Entry Cluster Configuration

The Entry configuration is designed to be dropped into your existing rack infrastructure without modifying the current power or networking. This configuration will allow an organization to support AI Enterprise workloads quickly but has lower performance throughput potential when compared to the Mainstream and best configurations.

Server and Rack Configuration

Using an NVIDIA-Certified Systems server with ~1600W power supplies, it is possible to populate a 14kW rack between 17 - 20 nodes.

GPU accelerated Enterprise/Edge AI workloads require minimal CPU cycles. Therefore, lower CPU specifications, such as 85W Intel Xeon Silver CPUs, can be used for the Entry Configuration.

The following table illustrates an example Entry configuration for each of these workloads. This configuration used existing rack infrastructure and did not require modifications to power or networking.

Enterprise AI / Edge AI / Data Analytics

2U NVIDIA-Certified System

Dual Intel Xeon Silver 4215 2.5G, 8C/16T, 9.6GT/s,

11M Cache, Turbo, HT (85W) DDR4-2400

24x 16GB RDIMM, 3200MT/s, Dual Rank

2x 1.92TB SSD SATA Mix Use 6Gbps 512,

2.5in Hot-plug AG Drive, 3 DWPD, 10512 TBW

1x 16GB microSDHC/SDXC Card

Onboard networking

Dual, Hot-plug, Redundant Power Supply (1+1), 1600W

NVIDIA ConnectX-6 Lx 25G NIC

NVIDIA SN2410 Top of Rack

1x NVIDIA A30 (Optional: A100)

Important

NVIDIA A30 and A100 GPUs are compute-only GPUs and are not suitable for Remote Collaboration/ProViz workloads.

The following table illustrates the rack density using existing power and networking. It is important to note that rack density is maintained even when adding GPU resources since our sizing calculations were designed to optimize the power consumption by reducing the specification of the CPU to a lower wattage CPU.

This rack configuration would consist of 20 Enterprise/Edge AI nodes requiring ~12.4 kW of power. Please refer to Sizing Guide Appendix for additional clarification regarding Entry sizing calculations.

Enterprise AI / Edge AI / Data Analytics

../_images/good-01.png

Rack Density

20 nodes requiring ~12.4 kW of power

Networking

Entry configuration networking options depend on whether the current infrastructure is based upon 10G or 25G networking.

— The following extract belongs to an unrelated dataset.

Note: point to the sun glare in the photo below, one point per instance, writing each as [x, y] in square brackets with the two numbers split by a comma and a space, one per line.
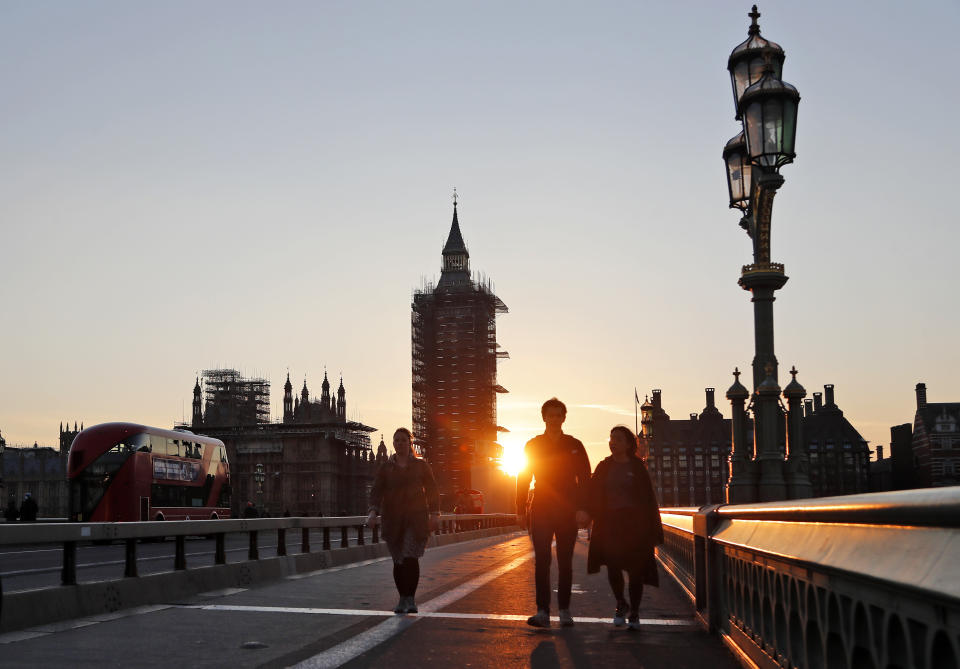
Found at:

If the current infrastructure is based on 10G, the servers can leverage onboard/built-in networking. If the existing infrastructure supports 25G, it is recommended to use the NVIDIA Mellanox ConnectX-6 LX PCIe, with your existing 25G switch that supports RoCE or paired with an NVIDIA® Mellanox® SN2410 switch. This will result in greater performance when executing AI Enterprise multi-node workloads.

Storage

Optimal access to storage is essential for AI Enterprise multi-node workloads; it depends on workload types, such as training or inference, and the dataset’s size. Suppose the storage array cannot promptly provide access to the dataset. In that case, the overall performance could be impacted while the GPU is waiting for more data. Enabling NFS Cache is an option to consider for the Entry configuration, reducing the load on the centralized storage array. NFS Cache can be used for any existing storage infrastructure. For more information on NFS Cache and its benefits, refer to the DGX Best Practices, NFS Cache for Deep Learning.

Performance

By adding A30 GPUs to existing rack infrastructure, organizations can dramatically increase performance throughput for AI Enterprise workloads using a Entry configuration. The Entry configuration can improve performance up to 20x when compared to a CPU-only node rack.

For more information regarding performance test results, see the Sizing Guide Appendix.